Julian Assange holding a photo of Edward Snowden.
One major unresolved issue is the relationship between "the most dangerous leaker in American history" and WikiLeaks, an organization with an admitted antagonism toward the U.S. and a cozy history with the Kremlin.
Given WikiLeaks' penchant for facilitating U.S. government leaks, its early involvement in the Snowden saga deserves scrutiny.
After the NSA contractor outed himself in Hong Kong on June 9, he parted ways with the journalists he met there and went underground.
On June 12, the same day he leaked specific details of NSA hacking in China to the South China Morning Post, Snowden contacted WikiLeaks. The organization subsequently paid for his lodgings and sent top advisor Sarah Harrison to help.
Snowden and his closest supporters contend that he was on his way to Latin America when the U.S. government stranded him in Moscow, but there are several reasons to doubt that claim.
First, WikiLeaks founder Julian Assange told Janet Reitman of Rolling Stone that he advised Snowden against going to Latin America because " he would be physically safest in Russia."
WikiLeaks told BI that the Ecuadorian document was meant help Snowden leave Hong Kong, which raises the question of why he would need it if his passport was still good. The organization has not explained why it would send the NSA-trained hacker to Russia knowing he would land with a void passport and a bunk travel document.
On July 12, Snowden's Moscow lawyer Anatoly Kucherena explained that Snowden " is in a situation with no way out. He has no passport and can travel nowhere; he has no visa."
Third, even if Snowden had proper travel documentation, it's unclear if Russia's post-Soviet security services (FSB) would have allowed a systems administrator who beat the NSA vetting system and stole a bunch of intel to simply "pass through the business lounge, on the way to Cuba.”
On Aug. 1 Kucherena, who is employed by the FSB, explained why Russia granted Snowden temporary asylum: "Edward couldn't come and buy himself tickets to Havana or any other countries since he had no passport."
We would like to thank the Russian people and all those others who have helped to protect Mr. Snowden. We have won the battle--now the war.

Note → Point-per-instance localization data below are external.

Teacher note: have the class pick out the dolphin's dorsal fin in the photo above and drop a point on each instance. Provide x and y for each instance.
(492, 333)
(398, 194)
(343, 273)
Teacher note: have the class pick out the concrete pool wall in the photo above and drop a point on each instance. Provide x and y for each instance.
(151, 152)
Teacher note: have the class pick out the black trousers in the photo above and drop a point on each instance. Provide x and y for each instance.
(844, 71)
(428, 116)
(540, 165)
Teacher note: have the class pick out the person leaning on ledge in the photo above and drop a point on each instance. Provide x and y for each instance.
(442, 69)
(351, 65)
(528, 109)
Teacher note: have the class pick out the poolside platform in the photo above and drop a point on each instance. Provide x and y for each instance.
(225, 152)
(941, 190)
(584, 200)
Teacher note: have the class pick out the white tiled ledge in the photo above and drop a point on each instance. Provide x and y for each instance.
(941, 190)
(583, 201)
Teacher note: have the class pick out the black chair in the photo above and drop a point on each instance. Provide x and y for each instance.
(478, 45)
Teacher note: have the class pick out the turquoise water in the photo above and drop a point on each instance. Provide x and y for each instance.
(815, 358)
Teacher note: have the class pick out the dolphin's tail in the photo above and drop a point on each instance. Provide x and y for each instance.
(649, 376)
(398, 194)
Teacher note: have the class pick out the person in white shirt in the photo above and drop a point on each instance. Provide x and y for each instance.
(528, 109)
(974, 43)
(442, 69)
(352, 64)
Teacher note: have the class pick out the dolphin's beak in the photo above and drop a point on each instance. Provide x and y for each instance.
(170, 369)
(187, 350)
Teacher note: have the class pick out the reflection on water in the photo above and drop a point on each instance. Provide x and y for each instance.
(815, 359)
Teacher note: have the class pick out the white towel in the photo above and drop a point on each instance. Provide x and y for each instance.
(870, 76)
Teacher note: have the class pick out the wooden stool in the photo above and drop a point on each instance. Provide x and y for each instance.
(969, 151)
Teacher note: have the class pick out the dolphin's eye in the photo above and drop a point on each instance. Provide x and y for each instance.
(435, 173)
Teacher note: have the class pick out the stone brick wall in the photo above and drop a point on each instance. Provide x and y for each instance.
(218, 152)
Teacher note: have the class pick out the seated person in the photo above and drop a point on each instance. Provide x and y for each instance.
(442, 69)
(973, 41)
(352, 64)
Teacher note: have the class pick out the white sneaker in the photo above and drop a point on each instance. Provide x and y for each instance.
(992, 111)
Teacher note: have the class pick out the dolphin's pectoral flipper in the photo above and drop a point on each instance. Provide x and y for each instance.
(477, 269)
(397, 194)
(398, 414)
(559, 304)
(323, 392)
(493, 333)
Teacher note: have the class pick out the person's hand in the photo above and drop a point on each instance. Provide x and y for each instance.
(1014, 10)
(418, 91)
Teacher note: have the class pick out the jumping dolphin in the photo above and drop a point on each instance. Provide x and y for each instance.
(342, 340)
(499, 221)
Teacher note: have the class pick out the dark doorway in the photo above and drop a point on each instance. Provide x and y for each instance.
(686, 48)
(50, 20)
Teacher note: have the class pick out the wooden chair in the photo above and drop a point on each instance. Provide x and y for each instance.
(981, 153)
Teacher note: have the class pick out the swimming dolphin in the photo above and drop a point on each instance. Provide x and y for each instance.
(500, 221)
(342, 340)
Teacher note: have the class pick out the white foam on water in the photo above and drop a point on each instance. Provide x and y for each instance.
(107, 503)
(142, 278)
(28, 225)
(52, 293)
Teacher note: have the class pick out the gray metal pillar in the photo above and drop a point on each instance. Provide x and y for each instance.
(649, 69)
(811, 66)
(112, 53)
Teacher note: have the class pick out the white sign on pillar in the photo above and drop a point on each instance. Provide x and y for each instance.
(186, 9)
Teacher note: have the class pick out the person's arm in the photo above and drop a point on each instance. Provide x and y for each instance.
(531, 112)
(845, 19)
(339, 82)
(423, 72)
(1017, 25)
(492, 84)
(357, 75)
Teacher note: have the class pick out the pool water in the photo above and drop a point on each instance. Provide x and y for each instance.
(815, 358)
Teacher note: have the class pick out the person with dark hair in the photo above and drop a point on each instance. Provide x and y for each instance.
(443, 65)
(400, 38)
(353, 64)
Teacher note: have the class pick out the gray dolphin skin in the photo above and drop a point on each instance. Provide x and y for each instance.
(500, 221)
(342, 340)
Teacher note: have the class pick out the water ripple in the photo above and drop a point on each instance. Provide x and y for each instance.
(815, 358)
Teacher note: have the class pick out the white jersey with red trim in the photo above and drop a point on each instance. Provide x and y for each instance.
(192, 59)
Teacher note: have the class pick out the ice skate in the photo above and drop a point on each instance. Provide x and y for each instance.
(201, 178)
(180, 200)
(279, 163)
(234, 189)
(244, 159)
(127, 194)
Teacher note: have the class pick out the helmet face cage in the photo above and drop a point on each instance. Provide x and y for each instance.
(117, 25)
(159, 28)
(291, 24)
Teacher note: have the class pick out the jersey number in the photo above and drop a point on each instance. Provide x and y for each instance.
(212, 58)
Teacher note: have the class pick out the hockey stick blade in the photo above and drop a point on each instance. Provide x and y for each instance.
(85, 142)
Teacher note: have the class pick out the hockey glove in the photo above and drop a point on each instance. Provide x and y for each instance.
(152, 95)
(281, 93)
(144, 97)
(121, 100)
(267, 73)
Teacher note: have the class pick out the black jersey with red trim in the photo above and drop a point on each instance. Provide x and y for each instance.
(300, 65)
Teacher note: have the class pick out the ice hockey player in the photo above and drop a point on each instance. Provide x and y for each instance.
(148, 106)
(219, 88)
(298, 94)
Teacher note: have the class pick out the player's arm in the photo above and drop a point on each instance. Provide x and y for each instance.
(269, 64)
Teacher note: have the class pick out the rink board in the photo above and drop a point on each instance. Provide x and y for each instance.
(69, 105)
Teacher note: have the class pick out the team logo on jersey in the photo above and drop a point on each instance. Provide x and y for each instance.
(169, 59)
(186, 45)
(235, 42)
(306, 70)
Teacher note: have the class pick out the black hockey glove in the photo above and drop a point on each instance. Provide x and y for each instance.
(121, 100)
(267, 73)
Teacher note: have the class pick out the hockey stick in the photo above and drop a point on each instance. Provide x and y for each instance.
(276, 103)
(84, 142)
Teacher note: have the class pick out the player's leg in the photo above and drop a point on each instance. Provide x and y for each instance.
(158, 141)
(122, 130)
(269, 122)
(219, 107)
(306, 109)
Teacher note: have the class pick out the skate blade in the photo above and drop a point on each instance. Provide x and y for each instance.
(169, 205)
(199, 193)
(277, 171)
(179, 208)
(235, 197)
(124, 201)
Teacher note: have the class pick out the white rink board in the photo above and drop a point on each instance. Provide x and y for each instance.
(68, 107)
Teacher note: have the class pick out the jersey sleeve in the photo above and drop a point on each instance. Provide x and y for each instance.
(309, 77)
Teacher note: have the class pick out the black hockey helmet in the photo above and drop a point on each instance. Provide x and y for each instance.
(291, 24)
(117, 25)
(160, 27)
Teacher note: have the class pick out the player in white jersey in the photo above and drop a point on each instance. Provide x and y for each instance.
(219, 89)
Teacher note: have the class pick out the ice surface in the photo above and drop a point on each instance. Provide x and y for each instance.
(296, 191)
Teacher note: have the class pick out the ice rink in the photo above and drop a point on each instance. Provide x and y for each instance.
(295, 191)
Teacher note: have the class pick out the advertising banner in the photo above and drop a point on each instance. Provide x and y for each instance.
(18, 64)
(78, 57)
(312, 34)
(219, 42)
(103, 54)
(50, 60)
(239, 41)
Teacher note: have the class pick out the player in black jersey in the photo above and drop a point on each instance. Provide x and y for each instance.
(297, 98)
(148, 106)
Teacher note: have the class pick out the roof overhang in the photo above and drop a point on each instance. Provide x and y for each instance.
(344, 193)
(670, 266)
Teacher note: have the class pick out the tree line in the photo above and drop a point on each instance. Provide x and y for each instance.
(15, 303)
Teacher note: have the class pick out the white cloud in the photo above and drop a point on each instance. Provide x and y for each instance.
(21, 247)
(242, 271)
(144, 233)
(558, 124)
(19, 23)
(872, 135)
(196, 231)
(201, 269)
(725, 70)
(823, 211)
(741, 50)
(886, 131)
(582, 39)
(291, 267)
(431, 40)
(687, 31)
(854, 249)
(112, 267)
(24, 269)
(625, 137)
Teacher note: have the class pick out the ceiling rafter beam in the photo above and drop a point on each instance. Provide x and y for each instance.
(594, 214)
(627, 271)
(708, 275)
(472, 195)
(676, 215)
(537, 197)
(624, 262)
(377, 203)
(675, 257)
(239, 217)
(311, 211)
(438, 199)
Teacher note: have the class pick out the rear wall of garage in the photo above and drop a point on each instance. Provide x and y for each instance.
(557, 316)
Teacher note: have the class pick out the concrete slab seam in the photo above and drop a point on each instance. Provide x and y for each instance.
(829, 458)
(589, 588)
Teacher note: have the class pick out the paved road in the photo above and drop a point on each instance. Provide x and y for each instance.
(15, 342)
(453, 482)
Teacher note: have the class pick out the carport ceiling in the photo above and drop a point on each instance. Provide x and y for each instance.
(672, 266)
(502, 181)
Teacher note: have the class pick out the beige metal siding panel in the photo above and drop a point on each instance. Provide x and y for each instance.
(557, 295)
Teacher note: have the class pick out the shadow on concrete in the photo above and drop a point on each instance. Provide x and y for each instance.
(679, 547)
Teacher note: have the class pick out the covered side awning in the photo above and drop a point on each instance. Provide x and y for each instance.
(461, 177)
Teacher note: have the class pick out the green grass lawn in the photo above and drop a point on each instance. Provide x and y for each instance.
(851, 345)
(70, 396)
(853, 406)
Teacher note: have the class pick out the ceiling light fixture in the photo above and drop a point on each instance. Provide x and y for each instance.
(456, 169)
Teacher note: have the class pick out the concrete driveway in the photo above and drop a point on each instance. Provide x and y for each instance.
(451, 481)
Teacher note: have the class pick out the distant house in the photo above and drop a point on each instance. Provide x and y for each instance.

— WikiLeaks (@wikileaks) August 1, 2013
Beyond its role in Snowden's getaway and its friendliness with Russia, WikiLeaks is also connected to three of the main people with access to the leaked NSA files. This fact does not necessarily tarnish their reporting, but it is intriguing in light of Wikileaks' deep involvement with Snowden.
Laura Poitras and Glenn Greenwald, two journalists contacted by Snowden and then given tens of thousands of documents by Snowden in Hong Kong, sit on the board of a foundation that launched in December 2012 to crowd-source funding for WikiLeaks.
Jacob Appelbaum, a close friend of Poitras and lead author of at least one Der Spiegel story citing the Snowden leaks, is known as "The American WikiLeaks Hacker" and has co-authored others articles drawing from " internal NSA documents viewed by SPIEGEL."
Appelbaum is not a journalist and does not hide his disdain for the NSA. This week he ended a talk — during which he presented never-before-seen NSA documents — by saying: "[If] you work for the NSA, I’d just like to encourage you to leak more documents."
Assange told the same audience to " join the CIA. Go in there. Go into the ballpark and get the ball and bring it out ... all those organizations will be infiltrated by this generation."
That is the same man largely credited with extricating Snowden from extradition to the U.S. by sending him to Moscow. The 42-year-old Australian has also hosted a Kremlin-funded TV show. And his political party recently met with Syrian president Bashar al-Assad, who is staunchly backed by the Kremlin.
No wonder Greenwald told Rolling Stone that "Julian stepping forward and being the face of the story wasn't great for Snowden."
All things considered, Snowden's affiliation with Assange and WikiLeaks raises a legitimate question: Is the fact that his life is now overseen by a Russian security detail more than an extraordinary coincidence?